The code examples generally rely on a helper function to determine which LLM to use, based on which secrets are detected in this file. You can define your preferred LLM (e.g. in case you define more than one secret) by setting the environment variable PREFERRED_LLM_PROVIDER in .api_keys.

Remember to "source" this file before launching notebooks or Python scripts:

. .api_keys

Framework-specific setup

Now, database and LLM are all set for running the examples locally.

For each framework, still, you will have to prepare a specific Python environment with the right dependencies. The instructions are given in the section of this docs specific to that framework: for example, here is how you start the LangChain examples locally.

Use a local Vector-capable Cassandra

Starting with version 5.0, Apache Cassandra® ships with Vector capabilities.

You can easily launch a locally-running (single-node) Cassandra cluster through Docker. First make sure you have Docker installed, then launch the following command:

docker run --name my-cassandra -d cassandra:5.0-alpha2

In the command above, you can name the container any way you like: but keep in mind that the instructions on this page assume you used my-cassandra.

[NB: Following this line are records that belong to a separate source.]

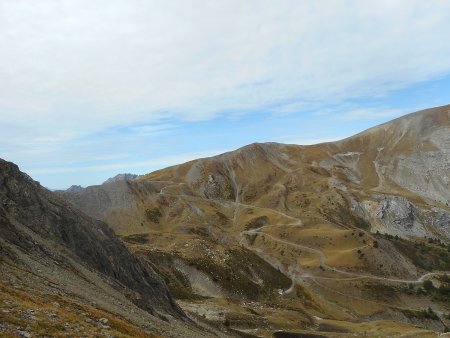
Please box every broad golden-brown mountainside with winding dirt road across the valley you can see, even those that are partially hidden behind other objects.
[62,106,450,336]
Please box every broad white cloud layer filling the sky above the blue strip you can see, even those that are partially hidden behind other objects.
[0,0,450,186]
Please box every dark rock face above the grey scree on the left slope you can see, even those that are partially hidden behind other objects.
[0,160,184,318]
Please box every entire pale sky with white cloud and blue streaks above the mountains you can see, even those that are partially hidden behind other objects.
[0,0,450,189]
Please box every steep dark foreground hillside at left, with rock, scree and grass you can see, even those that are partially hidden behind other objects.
[0,160,237,337]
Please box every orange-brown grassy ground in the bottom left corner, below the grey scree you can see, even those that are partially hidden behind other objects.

The 5.0-alpha2 is an image tag: you may want to check Cassandra's DockerHub page for the newest 5.* tag to use.

In a few minutes, the container will be up and running, ready to be used. You can verify this by running docker exec -it my-cassandra nodetool status and looking for an output line starting with UN ... (which stands the "Up" and "Normal" state of the node).

Other ways to run Cassandra

If you have a running Cassandra cluster through other means than Docker, no problem. Just make sure to specify the contact point(s) and the keyspace name in the .env file as outlined below.

For more advanced setup involving e.g. authentication, you might have to modify the Python code that creates the Session to fit your needs.

CQL Console

To launch a CQL Console on the Docker container, run the following:

docker exec -it my-cassandra cqlsh

Populate the database

Still in the CQL Console, create a keyspace for the examples by executing the following:

CREATE KEYSPACE IF NOT EXISTS cassio_tutorials
    WITH REPLICATION = {'class': 'SimpleStrategy', 'replication_factor': 1};

You can check that the keyspace exists with:

DESC KEYSPACES;

You can now exit the CQL console (EXIT + Enter, or Ctrl-D).

Use the local Cassandra in the code

Your local Cassandra is ready to support all examples. Now make sure you set the connection parameters in the .env file (at the root of this repo).

You can copy from the provided .env.template example file if you haven't yet and, ignoring the ASTRA_DB... variables, make sure the LOCAL_... variables in the .env define:

  • and the IP address (or "contact point") for the Docker image;
  • the correct keyspace name used above.

In particular, the IP address of the container is found within the very long output of docker inspect my-cassandra. The following command should locate it for you:

docker inspect my-cassandra | \
    jq -r '.[].NetworkSettings.Networks.bridge.IPAddress'

# ... with an output such as "172.17.0.2"

All notebooks offer the choice between using Cassandra and Astra DB: the former case relies on a cqlsession.py, imported from the notebooks, which provides the simple logic to create the session and read the keyspace from the environment variables. If you need additional customization (such as setting up authentication, using a custom port for CQL, etc), this is the file you should further edit to fit your needs.

Keep in mind that if you are running the notebooks in a cloud environment such as Google Colab the only supported choice will be the cloud database Astra DB. (Should you need to run a Colab targeting a Cassandra cluster, you will have to essentially transport the logic in cqlsession.py into a notebook cell.)